Historic preservation is the critical ingredient time and again in successful urban development. Today, it is needed now more than ever, in an ever-urbanizing world whose best templates for walkable, sustainable cities are based on neighborhoods and downtowns built before the invention of the automobile. Those cities’ greatest legacies, moreover, may be old buildings, for—far more than is commonly recognized—the greenest buildings are the ones that have already been built. At the same time, historic preservation linked to heritage tourism, outdoor recreation, and natural resource conservation can also be a valuable tool for rural development and economic revitalization on a regional scale.
The full significance of the NHPA, however, is still not fully appreciated by many public officials, business interests, or the majority of American citizens. Its importance and legacy to the country, its enduring relevance, and its potential to help build the future of our nation deserve greater recognition. More specifically and directly, the NHPA and its achievements, implementing programs, resulting public-private partnerships, and legacy may be scrutinized when the Historic Preservation Fund is up for Congressional reauthorization in Fiscal Year 2015.
The anniversary celebration should manifest in activity at the national, state, and local scales, engaging a broad array of stakeholders in new ways.

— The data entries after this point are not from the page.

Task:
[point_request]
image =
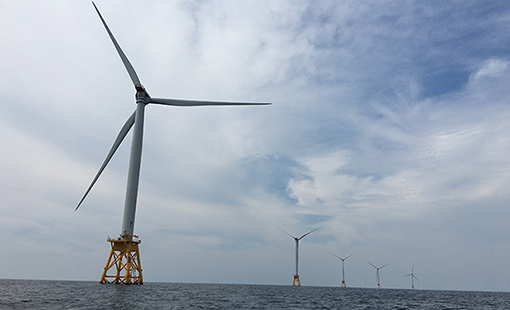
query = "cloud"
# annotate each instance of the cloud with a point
(388, 127)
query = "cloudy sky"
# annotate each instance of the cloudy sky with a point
(389, 127)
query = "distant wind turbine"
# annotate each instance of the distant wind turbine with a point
(124, 255)
(296, 281)
(377, 273)
(412, 277)
(343, 272)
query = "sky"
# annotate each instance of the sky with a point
(388, 128)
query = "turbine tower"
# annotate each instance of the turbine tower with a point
(377, 273)
(295, 281)
(124, 255)
(412, 277)
(343, 272)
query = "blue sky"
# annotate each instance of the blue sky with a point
(389, 127)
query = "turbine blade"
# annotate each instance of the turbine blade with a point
(194, 103)
(120, 137)
(335, 255)
(311, 231)
(127, 64)
(286, 232)
(349, 256)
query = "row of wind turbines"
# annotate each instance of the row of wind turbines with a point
(297, 282)
(123, 265)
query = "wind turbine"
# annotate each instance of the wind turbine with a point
(296, 275)
(412, 277)
(124, 255)
(377, 273)
(343, 272)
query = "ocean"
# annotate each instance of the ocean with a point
(35, 294)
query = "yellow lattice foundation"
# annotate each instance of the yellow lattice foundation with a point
(296, 281)
(124, 261)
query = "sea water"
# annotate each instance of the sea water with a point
(35, 294)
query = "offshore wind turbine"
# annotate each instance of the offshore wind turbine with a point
(295, 281)
(343, 272)
(124, 255)
(412, 277)
(377, 273)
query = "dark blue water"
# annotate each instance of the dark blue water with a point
(25, 294)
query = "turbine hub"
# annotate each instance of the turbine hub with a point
(139, 87)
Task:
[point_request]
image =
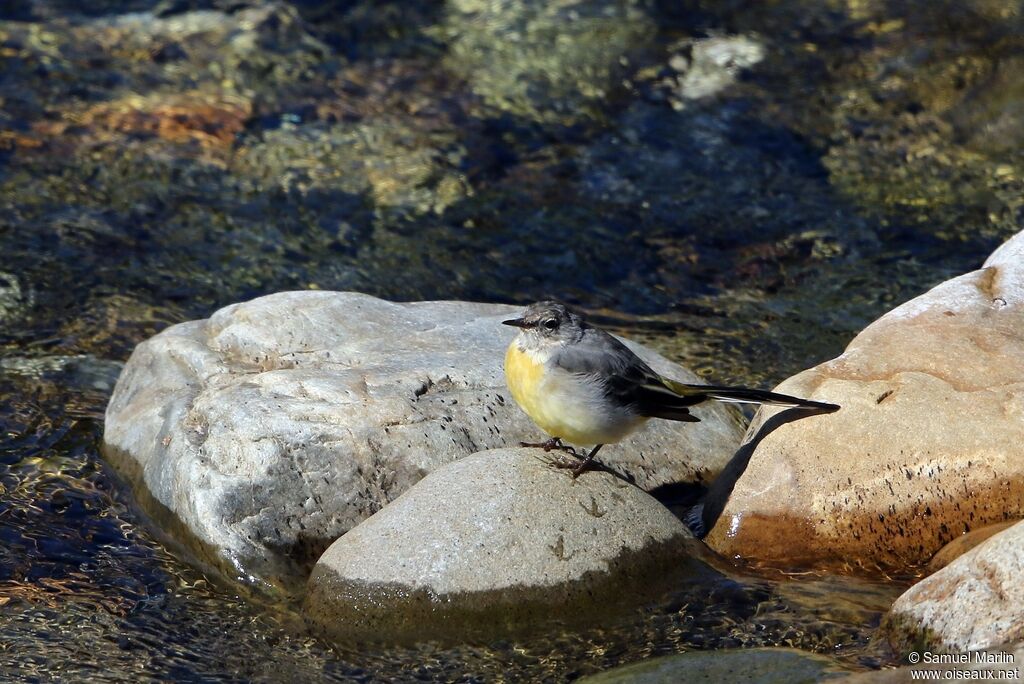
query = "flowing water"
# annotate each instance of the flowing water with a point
(741, 185)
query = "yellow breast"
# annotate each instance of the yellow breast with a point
(523, 376)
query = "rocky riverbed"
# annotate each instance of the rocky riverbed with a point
(743, 189)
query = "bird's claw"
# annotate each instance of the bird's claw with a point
(553, 443)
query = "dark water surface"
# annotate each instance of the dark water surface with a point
(742, 184)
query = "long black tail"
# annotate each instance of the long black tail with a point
(744, 395)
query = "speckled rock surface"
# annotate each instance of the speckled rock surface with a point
(926, 446)
(975, 602)
(496, 541)
(270, 429)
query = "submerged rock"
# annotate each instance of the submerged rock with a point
(926, 446)
(554, 62)
(495, 542)
(270, 429)
(976, 602)
(763, 666)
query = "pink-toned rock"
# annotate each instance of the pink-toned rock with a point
(927, 444)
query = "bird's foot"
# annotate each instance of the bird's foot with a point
(553, 443)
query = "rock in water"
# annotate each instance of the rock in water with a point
(975, 602)
(496, 542)
(266, 432)
(926, 446)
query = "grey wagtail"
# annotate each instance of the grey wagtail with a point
(581, 384)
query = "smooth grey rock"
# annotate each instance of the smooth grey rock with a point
(760, 666)
(975, 602)
(496, 541)
(266, 432)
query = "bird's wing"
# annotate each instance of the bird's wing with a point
(626, 378)
(629, 381)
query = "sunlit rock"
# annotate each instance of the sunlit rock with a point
(975, 602)
(965, 543)
(495, 542)
(270, 429)
(926, 446)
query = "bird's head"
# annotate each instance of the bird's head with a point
(548, 323)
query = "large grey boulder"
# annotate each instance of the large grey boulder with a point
(975, 602)
(495, 542)
(267, 431)
(926, 446)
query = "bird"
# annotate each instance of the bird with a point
(580, 384)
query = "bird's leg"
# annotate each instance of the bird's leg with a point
(586, 462)
(554, 442)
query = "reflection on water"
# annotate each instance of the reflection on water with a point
(745, 215)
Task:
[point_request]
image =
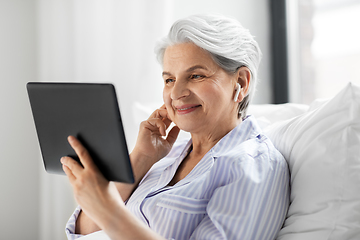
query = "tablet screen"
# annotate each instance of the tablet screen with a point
(88, 111)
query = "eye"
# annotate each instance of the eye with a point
(197, 76)
(169, 80)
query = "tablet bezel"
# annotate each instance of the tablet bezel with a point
(88, 111)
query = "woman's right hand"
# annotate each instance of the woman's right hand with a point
(151, 146)
(152, 143)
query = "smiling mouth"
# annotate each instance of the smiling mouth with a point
(187, 109)
(184, 109)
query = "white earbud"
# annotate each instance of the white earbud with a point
(237, 91)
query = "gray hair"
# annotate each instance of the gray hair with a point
(230, 45)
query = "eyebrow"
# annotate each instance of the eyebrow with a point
(188, 70)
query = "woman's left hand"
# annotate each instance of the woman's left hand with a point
(97, 197)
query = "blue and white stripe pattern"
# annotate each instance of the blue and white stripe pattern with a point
(239, 190)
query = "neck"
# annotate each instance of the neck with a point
(203, 142)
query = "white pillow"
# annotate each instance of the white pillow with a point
(322, 147)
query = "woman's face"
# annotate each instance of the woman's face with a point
(198, 94)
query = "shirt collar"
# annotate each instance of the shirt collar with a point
(247, 129)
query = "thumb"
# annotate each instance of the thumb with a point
(172, 136)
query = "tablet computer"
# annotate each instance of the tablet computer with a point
(88, 111)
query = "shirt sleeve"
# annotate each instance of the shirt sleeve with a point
(251, 206)
(70, 225)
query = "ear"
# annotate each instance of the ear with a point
(243, 78)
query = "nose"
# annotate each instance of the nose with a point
(179, 90)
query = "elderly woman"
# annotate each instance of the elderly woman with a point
(226, 182)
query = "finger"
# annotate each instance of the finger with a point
(160, 113)
(73, 165)
(156, 126)
(81, 152)
(69, 173)
(172, 136)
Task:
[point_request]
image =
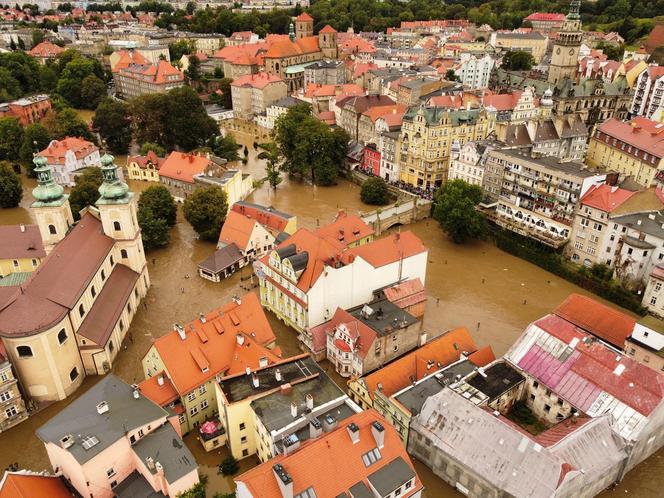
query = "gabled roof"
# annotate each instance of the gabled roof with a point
(601, 320)
(332, 466)
(232, 337)
(605, 197)
(21, 241)
(55, 287)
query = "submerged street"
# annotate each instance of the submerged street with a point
(475, 286)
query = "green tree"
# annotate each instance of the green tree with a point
(375, 191)
(93, 91)
(11, 190)
(454, 208)
(111, 120)
(518, 61)
(229, 466)
(160, 202)
(225, 146)
(272, 157)
(11, 136)
(86, 190)
(205, 210)
(154, 230)
(35, 139)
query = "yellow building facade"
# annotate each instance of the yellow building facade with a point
(428, 136)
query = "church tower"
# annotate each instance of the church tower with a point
(304, 26)
(118, 213)
(51, 207)
(566, 46)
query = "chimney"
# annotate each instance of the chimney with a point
(353, 432)
(284, 480)
(315, 428)
(378, 432)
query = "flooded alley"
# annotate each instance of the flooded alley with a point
(493, 294)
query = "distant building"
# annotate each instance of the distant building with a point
(144, 168)
(187, 361)
(364, 450)
(21, 250)
(69, 157)
(27, 110)
(634, 148)
(112, 441)
(83, 296)
(379, 389)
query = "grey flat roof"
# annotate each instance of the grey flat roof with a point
(391, 476)
(413, 399)
(81, 420)
(166, 447)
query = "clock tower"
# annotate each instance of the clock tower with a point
(566, 46)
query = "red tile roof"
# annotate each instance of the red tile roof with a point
(21, 241)
(332, 463)
(345, 229)
(640, 132)
(17, 485)
(605, 197)
(601, 320)
(55, 287)
(215, 344)
(162, 394)
(183, 166)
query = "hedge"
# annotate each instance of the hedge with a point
(552, 261)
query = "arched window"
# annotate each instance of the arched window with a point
(62, 336)
(24, 351)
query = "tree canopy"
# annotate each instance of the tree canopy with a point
(454, 208)
(205, 209)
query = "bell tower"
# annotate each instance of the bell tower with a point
(51, 206)
(566, 47)
(118, 213)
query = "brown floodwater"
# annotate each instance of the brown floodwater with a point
(493, 294)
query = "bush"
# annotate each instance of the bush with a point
(375, 191)
(552, 261)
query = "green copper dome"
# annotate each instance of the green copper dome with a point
(112, 190)
(47, 192)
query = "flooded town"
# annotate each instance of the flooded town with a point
(279, 251)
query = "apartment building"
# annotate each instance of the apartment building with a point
(141, 79)
(112, 441)
(379, 390)
(271, 411)
(538, 196)
(306, 278)
(193, 357)
(253, 93)
(634, 148)
(648, 100)
(427, 137)
(364, 450)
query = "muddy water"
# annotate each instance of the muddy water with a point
(477, 286)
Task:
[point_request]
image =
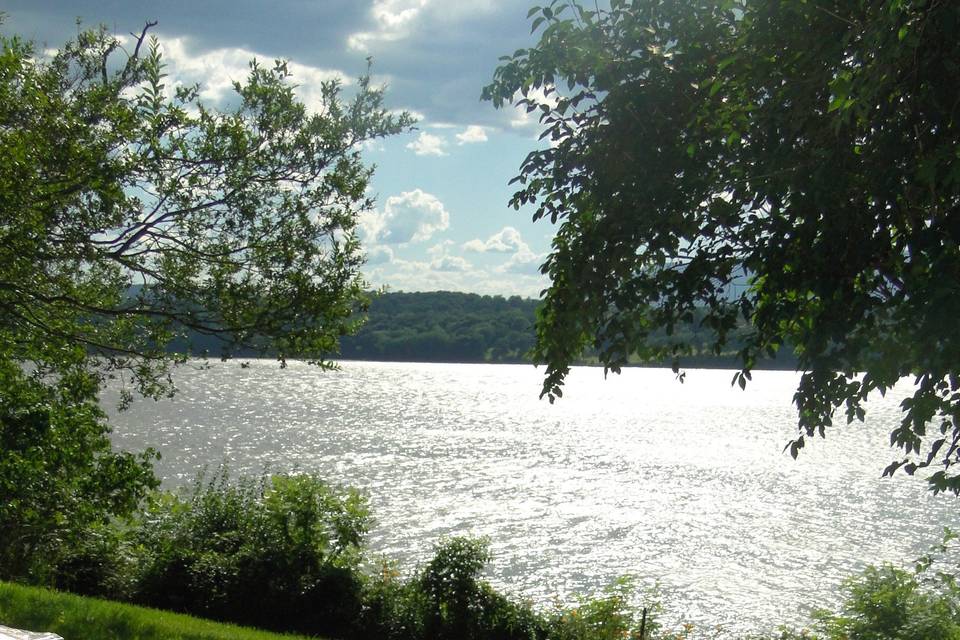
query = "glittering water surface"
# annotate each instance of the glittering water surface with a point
(685, 485)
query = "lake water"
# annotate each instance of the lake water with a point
(682, 485)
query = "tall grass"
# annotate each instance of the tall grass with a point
(83, 618)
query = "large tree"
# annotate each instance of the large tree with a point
(808, 148)
(132, 214)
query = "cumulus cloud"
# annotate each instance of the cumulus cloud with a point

The celebration should generate thought leadership for the next 50 years of preservation as well as galvanize a new and diverse generation of preservationists to help carry the torch. It should demonstrate to policy-makers broad-based support for preservation among their constituencies and the ability of leading organizations within the movement to coalesce issue support. The celebration is at its core an investment in the sustainability and growth of the preservation movement, while taking full advantage of the opportunity to showcase America’s heritage across the country.